Um pequeno feudo, com o povo vivendo na pobreza, mal conseguindo pagar suas despesas, pois eles precisam pagar tributos para os nobres que vivem em uma mansão na colina acima deles, eles trabalham manhã e tarde para fazer a vida crescer nestas terras, desde pequenos tendo seus corpos sendo forçados a se tornarem fortes, pois senão eles morreriam de fome.

Até mesmo suas ferramentas que utilizavam na lavoura e em outras produções não eram de fato deles, e sim do Barão que mora colina acima, pois como todos não possuíam dinheiro nem para comprar suas próprias ferramentas de trabalho, o Barão se considerava bondoso o suficiente de encomendar tais ferramentas para o ferreiro, e assim emprestá-las para seus servos, com um certo custo, mas nada significativo, tinha de ser um valor banal, pois senão os servos morreriam de fome.

Assim como também havia o serviço militar obrigatório, trabalho obrigatório nas terras do próprio barão, doação de suas produções, doação de mana… E recentemente eu descobri que existe até uma taxa para quem decide se casar com alguém de outro feudo.

 

Mas não importa o nível de absurdidades que ocorrem, as pessoas por aqui vivem com um sorriso no rosto, agradecendo a nossa deusa por estarem vivos e de possuírem uma barriga cheia e um teto sobre suas cabeças.

 

Ou pelo menos é o que eles querem que eu pense.

 

E é por isso que eu estou aqui, na lama, com os pés descalços, pois não queria sujar minhas sandálias floridas.

Eu saí de casa com uma cesta de alimentos que restaram do jantar de ontem.

 

—  Muito obrigada Selvia, nós aqui da vila somos realmente abençoados pela deusa por termos você aqui conosco.

— Ahaha… Não há de que dona Lewis, eu sei como é difícil para vocês aqui embaixo, então o mínimo que eu posso fazer são essas pequenas coisinhas.

 

Dito isso, eu entrego três pães e uma fatia de queijo para a dona Lewis, que agradece e continua em seu rumo.

 

Algumas crianças que estavam correndo brincando ao redor me avistam, e vem correndo até mim, espalhando lama conforme pisam, por sorte eu estou vestindo minha capa.

 

Dois garotos e uma garota, um deles com um dente faltando, a garota com sardas no rosto, e todos eles com um sorriso de orelha a orelha, completamente imundos.

 

— Ei ei mana! Você trouxe algum doce desta vez? - Um dos garotinhos me pergunta.

 

Eu faço um sorriso para eles.

 

— Claro que eu trouxe! Eu mesma os fiz para vocês e os outros, um pãozinho de geléia de morango para o Thomas, a pequena Hannah ganha um de limão, e para você Peter, que não gosta das geléias, uma tortinha com canela!

— Haha!

— Eba!

— O-obrigada...

 

Afinal, eu vim preparada.

 

Eu entrego cada pequeno docinho que eu fiz para o seu pequeno dono.

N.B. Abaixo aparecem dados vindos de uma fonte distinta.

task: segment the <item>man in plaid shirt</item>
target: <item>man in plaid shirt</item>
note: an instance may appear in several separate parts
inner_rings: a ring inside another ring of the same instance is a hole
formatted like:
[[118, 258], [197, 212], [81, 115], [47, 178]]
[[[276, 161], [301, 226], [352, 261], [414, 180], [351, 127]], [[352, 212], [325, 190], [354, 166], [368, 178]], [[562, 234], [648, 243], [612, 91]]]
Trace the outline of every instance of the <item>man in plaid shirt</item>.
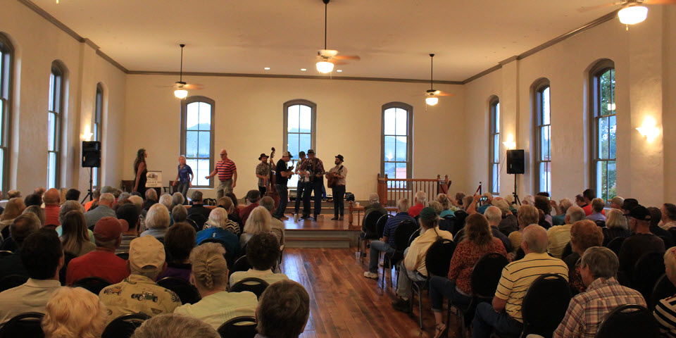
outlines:
[[584, 251], [580, 273], [587, 291], [570, 300], [553, 338], [593, 338], [599, 325], [615, 308], [624, 304], [646, 306], [641, 293], [620, 285], [615, 280], [619, 265], [618, 256], [608, 248], [592, 246]]

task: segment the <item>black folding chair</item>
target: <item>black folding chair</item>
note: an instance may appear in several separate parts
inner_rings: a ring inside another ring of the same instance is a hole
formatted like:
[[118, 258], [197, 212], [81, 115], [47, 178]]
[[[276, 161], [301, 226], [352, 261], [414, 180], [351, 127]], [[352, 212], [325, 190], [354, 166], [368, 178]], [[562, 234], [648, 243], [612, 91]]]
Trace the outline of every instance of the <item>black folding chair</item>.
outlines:
[[666, 275], [662, 275], [657, 282], [655, 283], [655, 287], [653, 288], [653, 293], [650, 295], [650, 299], [646, 299], [648, 301], [648, 306], [651, 310], [655, 310], [655, 306], [660, 302], [660, 300], [670, 297], [676, 294], [676, 287], [669, 280]]
[[538, 277], [528, 287], [521, 304], [521, 338], [530, 334], [551, 337], [563, 320], [570, 298], [570, 289], [565, 278], [555, 273]]
[[73, 287], [84, 288], [94, 294], [98, 295], [104, 287], [111, 285], [111, 283], [100, 277], [85, 277], [80, 278], [73, 283]]
[[658, 338], [660, 329], [653, 312], [636, 304], [615, 308], [603, 319], [596, 338]]
[[254, 338], [256, 330], [256, 318], [251, 315], [235, 317], [218, 327], [222, 338]]
[[101, 338], [129, 338], [134, 334], [134, 331], [148, 319], [150, 319], [150, 316], [145, 313], [120, 315], [106, 327]]
[[268, 282], [263, 280], [260, 278], [244, 278], [244, 280], [234, 283], [234, 285], [230, 287], [230, 292], [242, 292], [242, 291], [249, 291], [254, 292], [256, 296], [258, 298], [261, 298], [261, 295], [263, 294], [263, 292], [265, 291], [265, 289], [270, 284], [268, 284]]
[[157, 284], [173, 291], [178, 295], [181, 303], [184, 304], [194, 304], [202, 299], [197, 292], [197, 288], [182, 278], [175, 277], [165, 277], [157, 281]]
[[644, 299], [649, 299], [655, 283], [664, 273], [664, 253], [649, 252], [639, 258], [634, 265], [632, 289], [641, 292]]
[[18, 287], [28, 281], [28, 276], [9, 275], [0, 280], [0, 292]]
[[44, 332], [40, 323], [44, 313], [27, 312], [16, 315], [0, 328], [0, 338], [43, 338]]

Muitos devem pensar que não deve fazer sentido alegrar as crianças assim, mas eu discordo, pois o conceito comum diz que se uma criança está feliz, então os seus pais estão felizes, é como acertar três coelhos com uma cajadada.

 

Tudo que me interessa são os sorrisos deles.

 

— Ei, mana Selvia! - disse Thomas, com a boca suja de geléia, chamando minha atenção.

— O que foi Thomas? - Respondi, com um sorriso, enquanto coloco uma mecha de cabelo para trás da minha orelha e me agacho levemente para vê-lo nos olhos.

 

Não posso esquecer de chamá-los pelo nome, isso gera familiaridade e os deixa feliz, olhar nos olhos também é importante, gera confiança.

 

— Você casa comigo quando eu crescer?

 

De novo, não é a primeira vez que me perguntam isso.

 

— Ora ora, você sabe que eu não posso, além de que eu já me tornei adulta semana passada, o meu pai está enviando cartas para várias pessoas para me arranjar um noivo.

 

Esse tipo de pergunta é delicada de responder, mas a verdade é sempre a melhor opção, só não posso esquecer de sorrir, sim.

 

— Aaahh… Mas você é tão gentil e bonita, se parece com uma princesa.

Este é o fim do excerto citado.